Science magazine recently reported on the linkage between nitrogen and phosphorus cycles in lakes.
Phosphorus pollution can lead to the buildup of algae in lakes and streams, making them unappealing for swimming and fishing. For this reason, phosphorus levels are actively managed to make freshwater bodies more attractive for recreational use. Reducing phosphorus levels has succeeded in reducing algae blooms, but also at least one unforeseen side-effect: it becomes more difficult to remove reactive nitrogen from those same bodies of water. This leaves water that appears cleaner, but is actually even more polluted with nitrogen.
The phosphorus and nitrogen cycles in lakes are linked. Although phosphorus content limits algae growth, the organisms consume at least 40 times more nitrogen. The algae convert reactive nitrogen (in the form of nitrates, or NO3) into inert nitrogen gas (N2), which can be released into the atmosphere or deposited in lake sediments. In this way, algal blooms function as nitrogen sinks removing nitrate pollution from the water. So as phosphorus levels in a lake increase, algae remove nitrogen more quickly. And if phosphorus supply declines, the algae population declines, and there is no mechanism to remove excess nitrates from the water.
In a recent Science paper, Finlay et al. analyzed the relationship between phosphorus content and nitrate removal in a sample of 101 lakes. The researchers compared the difference in the amount of nitrogen that enters a lake and the amount that is found in downstream rivers or creeks. This allowed them to determine how much nitrogen is removed from the lake. By correlating this data with the concentration of phosphorus over time, they were able to show that decreases in phosphorus are linked to slower rates of nitrogen removal. Further analysis revealed lakes with higher phosphorus levels not only removed nitrogen faster, but did so more efficiently. That is, a lake with a high phosphorus content removed a larger percentage of nitrate inputs than one with a low phosphorus content. This remains true even after compensating for the slower removal rate in the lake with low phosphorus content.
Futhermore, a closer look at only large lakes in the data set indicates that nitrogen levels have increased over time as their phosphorus concentrations have been actively managed. These data reveal that lake environments without the appropriate amount of phosphorus are unable to turn over reactive nitrogen species causing a build up of nitrates over time.

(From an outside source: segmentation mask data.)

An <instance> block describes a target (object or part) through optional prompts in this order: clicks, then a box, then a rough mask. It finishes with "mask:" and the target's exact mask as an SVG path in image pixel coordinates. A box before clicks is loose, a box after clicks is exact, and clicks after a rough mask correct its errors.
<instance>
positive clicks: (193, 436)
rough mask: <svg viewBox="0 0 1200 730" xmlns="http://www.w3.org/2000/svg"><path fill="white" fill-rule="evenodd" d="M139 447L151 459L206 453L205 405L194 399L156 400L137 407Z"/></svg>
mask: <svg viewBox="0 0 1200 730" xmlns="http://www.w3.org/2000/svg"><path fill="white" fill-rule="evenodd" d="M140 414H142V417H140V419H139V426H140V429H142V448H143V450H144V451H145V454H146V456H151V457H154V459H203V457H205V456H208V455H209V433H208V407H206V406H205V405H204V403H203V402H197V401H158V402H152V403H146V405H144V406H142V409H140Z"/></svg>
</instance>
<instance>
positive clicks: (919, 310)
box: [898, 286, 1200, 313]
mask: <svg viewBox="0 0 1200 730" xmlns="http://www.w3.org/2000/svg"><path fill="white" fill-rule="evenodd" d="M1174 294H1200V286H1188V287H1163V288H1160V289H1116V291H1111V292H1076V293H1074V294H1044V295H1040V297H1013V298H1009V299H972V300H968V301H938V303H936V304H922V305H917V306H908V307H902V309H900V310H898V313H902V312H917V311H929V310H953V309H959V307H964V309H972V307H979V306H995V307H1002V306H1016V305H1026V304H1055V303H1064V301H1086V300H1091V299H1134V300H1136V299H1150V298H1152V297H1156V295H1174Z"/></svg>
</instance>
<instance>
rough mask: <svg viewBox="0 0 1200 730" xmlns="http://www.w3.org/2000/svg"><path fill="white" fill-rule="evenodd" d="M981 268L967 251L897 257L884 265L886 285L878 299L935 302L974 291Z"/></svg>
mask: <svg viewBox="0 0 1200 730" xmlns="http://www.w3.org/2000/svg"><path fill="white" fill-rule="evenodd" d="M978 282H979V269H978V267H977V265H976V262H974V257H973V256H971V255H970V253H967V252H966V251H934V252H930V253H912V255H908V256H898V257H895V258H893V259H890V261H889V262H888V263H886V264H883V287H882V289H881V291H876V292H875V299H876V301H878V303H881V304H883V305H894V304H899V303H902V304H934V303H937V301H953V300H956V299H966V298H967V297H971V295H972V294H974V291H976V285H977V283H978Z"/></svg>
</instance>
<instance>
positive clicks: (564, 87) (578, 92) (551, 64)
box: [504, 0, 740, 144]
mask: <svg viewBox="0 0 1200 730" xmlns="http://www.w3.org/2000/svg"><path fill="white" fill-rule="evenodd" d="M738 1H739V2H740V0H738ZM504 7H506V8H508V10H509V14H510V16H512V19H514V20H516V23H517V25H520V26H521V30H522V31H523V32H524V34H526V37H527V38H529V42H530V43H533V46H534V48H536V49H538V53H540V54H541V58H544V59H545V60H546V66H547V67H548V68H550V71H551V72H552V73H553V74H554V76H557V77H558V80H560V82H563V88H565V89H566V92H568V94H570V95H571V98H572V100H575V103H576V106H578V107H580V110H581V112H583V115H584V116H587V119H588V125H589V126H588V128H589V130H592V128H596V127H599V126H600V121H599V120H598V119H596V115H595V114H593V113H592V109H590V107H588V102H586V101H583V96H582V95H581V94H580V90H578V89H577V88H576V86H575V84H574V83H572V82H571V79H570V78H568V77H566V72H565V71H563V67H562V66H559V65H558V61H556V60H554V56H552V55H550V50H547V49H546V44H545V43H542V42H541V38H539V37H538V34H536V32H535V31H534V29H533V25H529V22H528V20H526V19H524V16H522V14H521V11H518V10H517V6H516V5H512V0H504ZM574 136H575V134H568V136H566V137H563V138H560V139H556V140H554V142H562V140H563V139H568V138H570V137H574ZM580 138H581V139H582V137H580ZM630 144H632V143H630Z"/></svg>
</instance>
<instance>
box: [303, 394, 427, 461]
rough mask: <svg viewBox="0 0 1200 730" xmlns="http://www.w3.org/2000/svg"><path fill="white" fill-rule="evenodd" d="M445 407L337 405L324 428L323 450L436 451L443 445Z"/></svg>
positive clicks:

Nitrate pollution control is an increasing concern of environmentalists. Humans generate greater amounts of nitrogen waste each year from fossil fuel combustion, fertilizer usage, crop fixation and other activities. This waste is often buried in freshwater systems, imposing challenges on underwater plant and animal populations, as well as communities who rely on lakes for their drinking water. While phosphorus pollution is controlled to limit algal blooms, nitrate pollution has proliferated, creating these unforeseen challenges. At present, no scientific authorities advocate removal of phosphorus pollution controls as a solution to these problems. And the results of this study suggest a more holistic approach to phosphorus and nitrogen pollution instead of focusing on one variable at a time. As phosphorus pollution is already well managed, future solutions should focus on controlling nitrate pollution and maintaining the proper balance of nitrogen and phosphorus levels, to allow a lake to effectively clear pollution.